Regarding defenses, we do not rule out the possibility of defending against SHIFT. As mentioned in A3, agents could leverage historical information to build semantic beliefs about the true state, enabling robust decision-making even under perturbed observations. Moreover, the inherent signatures of diffusion models offer another avenue for defense. For instance, detectors like DIRE can identify images generated by diffusion models, even if they appear realistic to humans. While current methods are not yet effective against SHIFT (see our response to Reviewer 3Yfq), we believe that further exploration of diffusion model’s inherent signatures could lead to more efficient defenses.

Q2: “Valid States” definition is too narrow.

A2: We appreciate the reviewer’s clarification regarding the concern of “valid states.” We agree that diffusion models can generate combinatorial generalizations not present in the training set.

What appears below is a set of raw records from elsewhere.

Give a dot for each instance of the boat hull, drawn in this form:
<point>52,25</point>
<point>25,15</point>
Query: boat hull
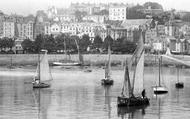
<point>132,101</point>
<point>107,82</point>
<point>66,64</point>
<point>160,90</point>
<point>179,85</point>
<point>123,110</point>
<point>40,85</point>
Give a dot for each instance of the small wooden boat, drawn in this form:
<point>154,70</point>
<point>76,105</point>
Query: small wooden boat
<point>160,90</point>
<point>43,75</point>
<point>107,80</point>
<point>133,92</point>
<point>66,64</point>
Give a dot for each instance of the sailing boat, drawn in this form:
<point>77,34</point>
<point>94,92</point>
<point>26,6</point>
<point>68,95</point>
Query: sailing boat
<point>133,87</point>
<point>178,84</point>
<point>68,61</point>
<point>107,80</point>
<point>159,89</point>
<point>43,75</point>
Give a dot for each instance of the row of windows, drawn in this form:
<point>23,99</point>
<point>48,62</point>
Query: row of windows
<point>118,9</point>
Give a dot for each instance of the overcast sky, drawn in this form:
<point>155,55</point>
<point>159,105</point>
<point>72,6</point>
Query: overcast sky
<point>25,7</point>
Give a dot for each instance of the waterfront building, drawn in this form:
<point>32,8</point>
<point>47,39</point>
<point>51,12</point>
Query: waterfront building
<point>117,13</point>
<point>8,29</point>
<point>65,18</point>
<point>95,18</point>
<point>25,29</point>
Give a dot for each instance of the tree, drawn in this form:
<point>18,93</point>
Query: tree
<point>97,41</point>
<point>27,45</point>
<point>79,15</point>
<point>108,41</point>
<point>186,17</point>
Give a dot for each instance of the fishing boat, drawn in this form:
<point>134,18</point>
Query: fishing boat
<point>107,80</point>
<point>67,61</point>
<point>178,84</point>
<point>159,89</point>
<point>133,92</point>
<point>43,75</point>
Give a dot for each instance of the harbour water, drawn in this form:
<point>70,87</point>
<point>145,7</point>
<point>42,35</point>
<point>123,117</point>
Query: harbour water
<point>76,94</point>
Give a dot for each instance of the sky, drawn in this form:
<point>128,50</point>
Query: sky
<point>25,7</point>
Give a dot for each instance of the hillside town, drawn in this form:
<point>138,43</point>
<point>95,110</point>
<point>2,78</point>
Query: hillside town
<point>162,29</point>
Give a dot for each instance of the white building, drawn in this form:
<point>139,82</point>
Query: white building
<point>8,29</point>
<point>26,30</point>
<point>117,13</point>
<point>55,29</point>
<point>65,18</point>
<point>95,18</point>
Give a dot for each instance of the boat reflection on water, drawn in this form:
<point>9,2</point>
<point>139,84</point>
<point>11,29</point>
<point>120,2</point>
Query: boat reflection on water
<point>136,112</point>
<point>42,98</point>
<point>108,100</point>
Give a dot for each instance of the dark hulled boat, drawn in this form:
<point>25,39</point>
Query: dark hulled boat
<point>43,75</point>
<point>133,92</point>
<point>107,80</point>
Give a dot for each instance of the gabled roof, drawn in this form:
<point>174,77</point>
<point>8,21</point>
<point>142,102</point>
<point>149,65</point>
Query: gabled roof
<point>130,23</point>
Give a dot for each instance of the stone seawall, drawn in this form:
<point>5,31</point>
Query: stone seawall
<point>89,59</point>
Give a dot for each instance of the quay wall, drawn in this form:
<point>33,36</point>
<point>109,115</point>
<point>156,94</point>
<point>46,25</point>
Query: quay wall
<point>89,59</point>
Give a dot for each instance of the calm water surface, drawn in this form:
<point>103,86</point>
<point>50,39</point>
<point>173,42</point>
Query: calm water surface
<point>76,94</point>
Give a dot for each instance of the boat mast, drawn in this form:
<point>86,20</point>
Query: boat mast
<point>109,63</point>
<point>65,50</point>
<point>178,74</point>
<point>159,70</point>
<point>39,65</point>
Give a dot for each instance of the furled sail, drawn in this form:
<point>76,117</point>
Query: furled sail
<point>126,89</point>
<point>45,74</point>
<point>139,74</point>
<point>134,85</point>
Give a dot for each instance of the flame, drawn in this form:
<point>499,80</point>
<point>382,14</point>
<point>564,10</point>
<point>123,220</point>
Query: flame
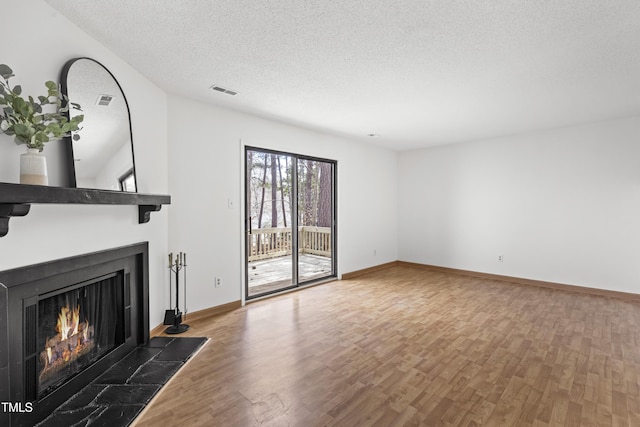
<point>68,321</point>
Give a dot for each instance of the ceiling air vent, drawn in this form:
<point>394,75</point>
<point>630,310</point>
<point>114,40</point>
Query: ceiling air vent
<point>223,90</point>
<point>104,100</point>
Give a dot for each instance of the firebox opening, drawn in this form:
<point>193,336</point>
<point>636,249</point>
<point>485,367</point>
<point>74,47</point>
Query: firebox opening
<point>76,327</point>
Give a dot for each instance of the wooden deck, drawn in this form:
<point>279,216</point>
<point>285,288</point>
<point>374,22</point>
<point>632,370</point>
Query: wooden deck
<point>275,273</point>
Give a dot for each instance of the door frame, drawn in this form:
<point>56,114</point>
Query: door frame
<point>295,284</point>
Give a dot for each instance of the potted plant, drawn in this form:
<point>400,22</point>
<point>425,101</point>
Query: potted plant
<point>34,122</point>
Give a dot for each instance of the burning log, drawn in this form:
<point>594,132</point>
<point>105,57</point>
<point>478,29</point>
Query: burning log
<point>74,339</point>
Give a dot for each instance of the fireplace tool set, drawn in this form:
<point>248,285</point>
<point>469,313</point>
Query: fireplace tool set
<point>173,316</point>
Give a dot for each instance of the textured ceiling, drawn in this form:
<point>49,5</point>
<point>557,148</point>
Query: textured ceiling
<point>416,73</point>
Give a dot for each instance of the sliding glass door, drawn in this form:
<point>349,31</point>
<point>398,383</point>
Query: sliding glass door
<point>289,221</point>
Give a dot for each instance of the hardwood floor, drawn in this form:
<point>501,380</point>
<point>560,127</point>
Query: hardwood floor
<point>406,346</point>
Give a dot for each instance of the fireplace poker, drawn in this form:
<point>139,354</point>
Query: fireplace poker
<point>177,326</point>
<point>186,310</point>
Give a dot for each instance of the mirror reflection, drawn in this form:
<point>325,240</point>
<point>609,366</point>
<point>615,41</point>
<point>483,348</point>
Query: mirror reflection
<point>102,152</point>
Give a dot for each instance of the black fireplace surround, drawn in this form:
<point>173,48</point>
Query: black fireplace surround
<point>109,290</point>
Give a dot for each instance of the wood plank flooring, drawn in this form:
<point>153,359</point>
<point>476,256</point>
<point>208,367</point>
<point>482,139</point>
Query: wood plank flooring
<point>406,346</point>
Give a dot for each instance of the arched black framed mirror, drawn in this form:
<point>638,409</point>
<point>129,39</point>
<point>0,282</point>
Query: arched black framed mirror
<point>101,154</point>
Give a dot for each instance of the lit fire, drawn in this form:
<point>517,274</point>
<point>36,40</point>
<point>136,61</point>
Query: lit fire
<point>74,339</point>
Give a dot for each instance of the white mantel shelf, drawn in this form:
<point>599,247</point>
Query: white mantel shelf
<point>16,200</point>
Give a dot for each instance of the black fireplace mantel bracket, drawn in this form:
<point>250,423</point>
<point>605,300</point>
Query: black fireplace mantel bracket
<point>16,200</point>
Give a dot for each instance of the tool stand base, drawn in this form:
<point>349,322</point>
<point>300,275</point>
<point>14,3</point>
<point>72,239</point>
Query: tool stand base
<point>177,329</point>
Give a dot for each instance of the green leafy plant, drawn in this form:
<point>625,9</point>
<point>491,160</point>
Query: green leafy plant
<point>35,122</point>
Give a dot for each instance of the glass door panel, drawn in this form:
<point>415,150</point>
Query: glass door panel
<point>277,185</point>
<point>269,234</point>
<point>315,219</point>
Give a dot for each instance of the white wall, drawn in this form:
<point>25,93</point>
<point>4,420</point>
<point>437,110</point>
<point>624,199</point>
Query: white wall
<point>206,171</point>
<point>37,43</point>
<point>560,206</point>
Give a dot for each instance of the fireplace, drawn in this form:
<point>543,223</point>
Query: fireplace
<point>67,322</point>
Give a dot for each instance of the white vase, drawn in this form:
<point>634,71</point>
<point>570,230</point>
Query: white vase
<point>33,168</point>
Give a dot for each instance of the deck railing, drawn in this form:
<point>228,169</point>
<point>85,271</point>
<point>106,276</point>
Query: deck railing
<point>266,243</point>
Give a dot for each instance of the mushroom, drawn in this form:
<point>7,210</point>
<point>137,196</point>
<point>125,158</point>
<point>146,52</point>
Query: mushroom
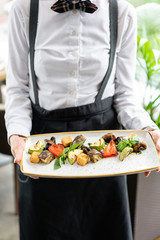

However, whether these generations are considered valid states depends on the underlying world model.

To illustrate, consider the example “an astronaut riding a horse on the moon”:

  1. If the world model is sufficiently general to simulate various humans riding different objects on different planets, the training data would include both humans riding horses on Earth and astronauts driving rockets on the moon. In this case, the diffusion model could generate “an astronaut riding a horse on the moon,” and since the world model can simulate this scenario, it would be considered a valid state.

  2. If the world model is narrower and only simulates humans riding different objects on Earth, the training data would not include moon scenarios, and “an astronaut riding a horse on the moon” is very unlikely to be generated from a diffusion model traind from scratch using only data from this world model.

  3. If the world model used in the first case incorporates real biological simulations—meaning, for example, that a horse cannot survive on the Moon. While the diffusion model might still generate an sample of “an astronaut riding a horse on the Moon”, such a scenario would be prohibited in the world model due to its adherence to biological constraints. As a result, “an astronaut riding a horse on the Moon” would be considered invalid state in this case.

We also agree that there is no universally “correct” definition of valid states; different definitions may be appropriate for different tasks. In the context of SHIFT attacks, our goal is to maintain stealthiness to humans with domain knowledge of the relevant task. Defining valid states based on a narrower, task-specific world model enhances stealthiness, as humans are more likely to detect out-of-context scenarios (e.g., “an astronaut riding a horse on the moon” in a driving task) as attacks, while SHIFT-generated perturbations may remain undetected. On the other hand, broader definitions of valid states may be beneficial for tasks that require greater diversity, such as generative environments.

We hope our further clarifications can address your concerns.

Sincerely,

Authors of Submission 9986

最终决定

This paper proposes a diffusion-based adversarial attack that perturbs state inputs for RL agents. The authors show that existing defenses, which are primarily designed against Lp-norm based perturbations, are vulnerable to this new attack. The method is evaluated across multiple environments and against a variety of defense mechanisms.

The authors' rebuttal successfully addressed most technical concerns. While some reservations remain regarding the attack's realism (Reviewer vqkJ) and scalability (Reviewer 2wp2), the reviewers agree on the paper's core contribution in exposing the limitations of current defense algorithms for RL agents. Therefore, we recommend acceptance.